Sonora, CA — After five years of going through the planning and review process, it appears that Blue Mountain Minerals planned expansion of its agricultural fill area will now move forward.
The Tuolumne County Planning Commission ok’d the 27-acre expansion by approving the Environmental Impact Report and the Conditional Use Permit.
18 months ago, the Planning Commission, and later the Board of Supervisors, approved a Draft Mitigated Negative Declaration for the expansion, however, the plan eventually was halted by a lawsuit filed by the Central Sierra Environmental Resource Center (CSERC). Rather than fight the lawsuit, Blue Mountain Minerals chose to conduct a full Environmental Impact Report.
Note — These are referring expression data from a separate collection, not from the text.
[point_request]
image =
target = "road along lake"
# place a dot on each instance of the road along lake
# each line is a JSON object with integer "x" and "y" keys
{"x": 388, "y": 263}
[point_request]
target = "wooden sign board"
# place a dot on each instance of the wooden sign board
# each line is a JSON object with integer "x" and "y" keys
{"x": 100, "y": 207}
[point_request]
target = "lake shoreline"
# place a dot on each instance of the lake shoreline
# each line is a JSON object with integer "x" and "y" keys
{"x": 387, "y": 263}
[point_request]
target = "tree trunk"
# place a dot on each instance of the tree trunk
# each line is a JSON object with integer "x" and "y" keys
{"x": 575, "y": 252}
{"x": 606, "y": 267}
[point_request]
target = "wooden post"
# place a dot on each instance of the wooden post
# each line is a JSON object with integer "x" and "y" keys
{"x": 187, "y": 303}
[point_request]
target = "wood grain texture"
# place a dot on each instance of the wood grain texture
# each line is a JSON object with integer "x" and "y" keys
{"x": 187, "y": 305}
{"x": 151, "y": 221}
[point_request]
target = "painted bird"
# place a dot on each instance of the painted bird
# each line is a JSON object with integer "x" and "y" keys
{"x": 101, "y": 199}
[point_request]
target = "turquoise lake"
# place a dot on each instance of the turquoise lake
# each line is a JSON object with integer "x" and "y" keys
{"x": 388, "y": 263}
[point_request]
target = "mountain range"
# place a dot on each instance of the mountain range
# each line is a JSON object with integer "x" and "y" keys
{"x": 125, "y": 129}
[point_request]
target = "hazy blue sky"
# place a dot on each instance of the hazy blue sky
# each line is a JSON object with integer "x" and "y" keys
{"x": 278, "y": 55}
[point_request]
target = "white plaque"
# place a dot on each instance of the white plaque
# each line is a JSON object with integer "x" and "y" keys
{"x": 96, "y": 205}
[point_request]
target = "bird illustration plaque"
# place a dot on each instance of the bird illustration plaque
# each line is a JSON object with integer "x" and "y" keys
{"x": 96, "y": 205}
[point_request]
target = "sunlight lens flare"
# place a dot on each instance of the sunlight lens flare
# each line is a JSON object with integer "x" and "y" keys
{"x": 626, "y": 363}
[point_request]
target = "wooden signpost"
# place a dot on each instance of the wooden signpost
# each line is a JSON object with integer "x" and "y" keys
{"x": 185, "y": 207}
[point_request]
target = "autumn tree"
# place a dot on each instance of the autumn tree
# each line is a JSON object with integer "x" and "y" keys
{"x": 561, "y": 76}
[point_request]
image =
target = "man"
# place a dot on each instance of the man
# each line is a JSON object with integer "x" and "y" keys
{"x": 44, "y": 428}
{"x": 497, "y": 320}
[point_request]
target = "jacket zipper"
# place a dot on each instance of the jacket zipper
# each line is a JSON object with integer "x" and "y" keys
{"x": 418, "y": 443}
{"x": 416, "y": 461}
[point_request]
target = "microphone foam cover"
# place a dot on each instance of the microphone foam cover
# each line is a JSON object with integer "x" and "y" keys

At tonight’s meeting, Blue Mountain Minerals CEO Jeff Redoutey said $721,540 has been spent over the past five years developing the project, and $384,300 alone was for the development of the EIR. He said he wished the money could have been spent in the community rather than on outside attorneys and representation. A change to the proposed project was that it now includes the protection of 13.5 acres of oak woodlands.
Much of the discussion at the meeting focused on “Condition 17” which John Buckley, Executive Director of CSERC, was pushing for inclusion. It calls for Blue Mountain Minerals to utilize its existing agricultural fill area as long as feasibly possible, prior to placing fill in the expansion area. If Condition 17 was included, CSERC agreed to drop its opposition. The Planning Commission approved the project, including Condition 17, with a 4-0-2 vote. The two members abstaining were Cole Przybyla and Charlotte Frazier, who cited that they have either personal or professional relationships with Blue Mountain Minerals, and chose to recuse themselves.
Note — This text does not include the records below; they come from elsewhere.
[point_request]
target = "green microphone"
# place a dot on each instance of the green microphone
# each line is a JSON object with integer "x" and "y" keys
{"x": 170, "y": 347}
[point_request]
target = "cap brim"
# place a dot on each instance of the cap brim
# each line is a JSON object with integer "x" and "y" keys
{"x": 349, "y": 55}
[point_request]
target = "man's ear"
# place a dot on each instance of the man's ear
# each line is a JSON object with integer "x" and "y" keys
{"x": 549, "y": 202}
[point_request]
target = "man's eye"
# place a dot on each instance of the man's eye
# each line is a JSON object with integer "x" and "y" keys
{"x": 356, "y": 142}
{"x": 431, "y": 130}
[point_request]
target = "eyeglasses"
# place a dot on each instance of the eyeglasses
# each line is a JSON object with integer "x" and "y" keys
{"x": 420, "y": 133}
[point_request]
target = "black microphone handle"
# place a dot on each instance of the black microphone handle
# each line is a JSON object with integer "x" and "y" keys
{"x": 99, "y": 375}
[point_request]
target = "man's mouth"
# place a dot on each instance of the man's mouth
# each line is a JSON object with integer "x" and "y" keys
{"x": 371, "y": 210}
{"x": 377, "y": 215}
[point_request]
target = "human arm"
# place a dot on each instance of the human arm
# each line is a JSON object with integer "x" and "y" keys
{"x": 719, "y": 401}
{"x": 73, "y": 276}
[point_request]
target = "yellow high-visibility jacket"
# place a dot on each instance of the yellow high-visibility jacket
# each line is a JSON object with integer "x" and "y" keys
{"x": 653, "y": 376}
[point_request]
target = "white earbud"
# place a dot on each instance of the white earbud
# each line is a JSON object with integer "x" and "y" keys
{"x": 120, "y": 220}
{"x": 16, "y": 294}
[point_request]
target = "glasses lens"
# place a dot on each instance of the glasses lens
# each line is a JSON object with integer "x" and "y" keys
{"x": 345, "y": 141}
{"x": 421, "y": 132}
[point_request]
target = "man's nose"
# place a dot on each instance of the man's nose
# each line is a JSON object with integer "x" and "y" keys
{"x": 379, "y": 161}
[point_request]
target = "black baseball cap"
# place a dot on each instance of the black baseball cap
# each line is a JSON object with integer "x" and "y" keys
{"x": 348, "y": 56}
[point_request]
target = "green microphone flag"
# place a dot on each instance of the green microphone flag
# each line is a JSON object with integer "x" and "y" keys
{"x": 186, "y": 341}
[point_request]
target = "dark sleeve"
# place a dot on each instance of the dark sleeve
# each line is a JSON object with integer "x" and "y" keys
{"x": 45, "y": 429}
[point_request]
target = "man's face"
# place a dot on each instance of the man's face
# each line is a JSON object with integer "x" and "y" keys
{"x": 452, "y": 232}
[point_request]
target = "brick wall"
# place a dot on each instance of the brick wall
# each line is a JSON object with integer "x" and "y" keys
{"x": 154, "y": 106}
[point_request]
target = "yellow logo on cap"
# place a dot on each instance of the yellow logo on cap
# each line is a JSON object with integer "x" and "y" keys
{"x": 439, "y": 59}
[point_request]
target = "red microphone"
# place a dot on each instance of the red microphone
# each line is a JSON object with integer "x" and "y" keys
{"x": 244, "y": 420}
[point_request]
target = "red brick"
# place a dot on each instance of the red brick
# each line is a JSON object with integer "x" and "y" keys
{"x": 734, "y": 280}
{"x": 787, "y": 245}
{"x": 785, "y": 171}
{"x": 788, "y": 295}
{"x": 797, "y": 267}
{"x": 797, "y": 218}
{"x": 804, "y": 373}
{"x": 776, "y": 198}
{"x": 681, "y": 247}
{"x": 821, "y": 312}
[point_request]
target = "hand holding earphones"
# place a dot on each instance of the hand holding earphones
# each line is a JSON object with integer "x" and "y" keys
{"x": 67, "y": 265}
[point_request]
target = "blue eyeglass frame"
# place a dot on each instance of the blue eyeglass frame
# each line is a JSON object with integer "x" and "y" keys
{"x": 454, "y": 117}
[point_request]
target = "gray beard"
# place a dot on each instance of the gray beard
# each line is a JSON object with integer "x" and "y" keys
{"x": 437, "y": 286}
After the meeting Blue Mountain Minerals CEO Redoutey said, “It looks like we are finally at the completion of the approval process, and that feels really good. I really appreciate the community’s support of Blue Mountain Minerals. About 90% of the comment letters that came in were very supportive of the project. It’s been a long and expensive process, right down to the last minutes, and some final details about how we’re going to implement the project.”
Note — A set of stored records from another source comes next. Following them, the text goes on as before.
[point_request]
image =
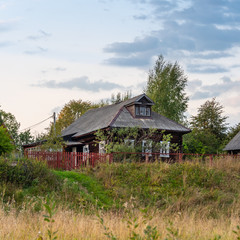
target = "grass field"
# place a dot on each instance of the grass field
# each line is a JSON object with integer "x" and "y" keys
{"x": 161, "y": 201}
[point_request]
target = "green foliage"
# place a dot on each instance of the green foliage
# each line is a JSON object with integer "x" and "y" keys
{"x": 11, "y": 123}
{"x": 50, "y": 207}
{"x": 18, "y": 138}
{"x": 237, "y": 232}
{"x": 6, "y": 145}
{"x": 53, "y": 140}
{"x": 200, "y": 142}
{"x": 232, "y": 131}
{"x": 119, "y": 140}
{"x": 73, "y": 110}
{"x": 166, "y": 86}
{"x": 162, "y": 185}
{"x": 95, "y": 194}
{"x": 120, "y": 97}
{"x": 210, "y": 118}
{"x": 209, "y": 130}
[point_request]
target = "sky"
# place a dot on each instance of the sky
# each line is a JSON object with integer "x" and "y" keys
{"x": 52, "y": 52}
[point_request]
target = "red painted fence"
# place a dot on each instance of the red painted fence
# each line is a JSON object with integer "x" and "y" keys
{"x": 70, "y": 160}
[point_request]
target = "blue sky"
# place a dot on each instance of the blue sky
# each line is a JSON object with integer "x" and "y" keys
{"x": 56, "y": 51}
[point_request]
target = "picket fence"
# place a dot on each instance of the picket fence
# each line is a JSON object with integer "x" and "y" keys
{"x": 69, "y": 160}
{"x": 76, "y": 160}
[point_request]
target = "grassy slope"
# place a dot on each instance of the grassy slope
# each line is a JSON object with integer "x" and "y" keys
{"x": 173, "y": 187}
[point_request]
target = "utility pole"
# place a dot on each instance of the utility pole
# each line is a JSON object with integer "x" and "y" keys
{"x": 54, "y": 122}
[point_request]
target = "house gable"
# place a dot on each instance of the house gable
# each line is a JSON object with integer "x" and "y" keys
{"x": 141, "y": 108}
{"x": 234, "y": 144}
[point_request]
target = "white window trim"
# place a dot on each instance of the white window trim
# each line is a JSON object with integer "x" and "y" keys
{"x": 129, "y": 142}
{"x": 164, "y": 149}
{"x": 102, "y": 147}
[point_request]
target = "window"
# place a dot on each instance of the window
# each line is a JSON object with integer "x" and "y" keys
{"x": 129, "y": 143}
{"x": 102, "y": 147}
{"x": 164, "y": 149}
{"x": 143, "y": 111}
{"x": 86, "y": 149}
{"x": 147, "y": 147}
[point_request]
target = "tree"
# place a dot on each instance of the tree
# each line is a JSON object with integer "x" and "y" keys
{"x": 232, "y": 132}
{"x": 6, "y": 145}
{"x": 166, "y": 86}
{"x": 209, "y": 129}
{"x": 120, "y": 97}
{"x": 210, "y": 118}
{"x": 11, "y": 124}
{"x": 71, "y": 111}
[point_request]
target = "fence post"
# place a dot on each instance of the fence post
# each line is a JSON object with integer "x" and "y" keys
{"x": 211, "y": 160}
{"x": 146, "y": 157}
{"x": 180, "y": 157}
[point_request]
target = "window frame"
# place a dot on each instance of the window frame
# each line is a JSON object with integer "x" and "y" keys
{"x": 164, "y": 149}
{"x": 148, "y": 147}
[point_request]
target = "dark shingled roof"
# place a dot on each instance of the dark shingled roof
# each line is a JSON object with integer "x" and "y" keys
{"x": 116, "y": 115}
{"x": 234, "y": 144}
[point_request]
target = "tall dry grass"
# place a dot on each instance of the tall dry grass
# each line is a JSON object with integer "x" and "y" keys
{"x": 78, "y": 226}
{"x": 190, "y": 224}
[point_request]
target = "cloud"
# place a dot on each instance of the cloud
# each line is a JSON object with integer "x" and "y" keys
{"x": 193, "y": 85}
{"x": 214, "y": 90}
{"x": 206, "y": 28}
{"x": 6, "y": 25}
{"x": 131, "y": 61}
{"x": 136, "y": 54}
{"x": 139, "y": 45}
{"x": 140, "y": 17}
{"x": 38, "y": 50}
{"x": 60, "y": 69}
{"x": 5, "y": 44}
{"x": 80, "y": 83}
{"x": 41, "y": 34}
{"x": 197, "y": 68}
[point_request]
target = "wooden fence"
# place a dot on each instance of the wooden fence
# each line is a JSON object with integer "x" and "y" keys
{"x": 70, "y": 160}
{"x": 75, "y": 160}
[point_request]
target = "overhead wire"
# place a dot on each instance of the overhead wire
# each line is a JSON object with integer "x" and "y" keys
{"x": 36, "y": 124}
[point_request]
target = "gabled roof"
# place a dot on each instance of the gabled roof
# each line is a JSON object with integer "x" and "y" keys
{"x": 234, "y": 144}
{"x": 116, "y": 115}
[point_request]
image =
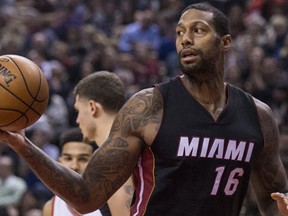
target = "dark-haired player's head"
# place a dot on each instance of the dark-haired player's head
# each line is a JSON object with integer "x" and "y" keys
{"x": 75, "y": 151}
{"x": 220, "y": 21}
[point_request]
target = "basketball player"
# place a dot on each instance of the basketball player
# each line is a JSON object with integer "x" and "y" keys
{"x": 75, "y": 154}
{"x": 194, "y": 143}
{"x": 99, "y": 97}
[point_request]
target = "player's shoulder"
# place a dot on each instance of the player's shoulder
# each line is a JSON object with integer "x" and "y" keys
{"x": 263, "y": 108}
{"x": 146, "y": 96}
CSERC Executive Director Buckley noted afterwards, “We are certainly not going to pursue any litigation on this matter, despite what we see as a very flawed EIR. Our perspective is that there is an agreement, and a middle ground has been reached. Now it is just up to the mine to follow through and do what they have promised.”
The project could still technically be appealed to the Tuolumne County Board of Supervisors, but no other groups or individuals voiced opposition at tonight’s meeting.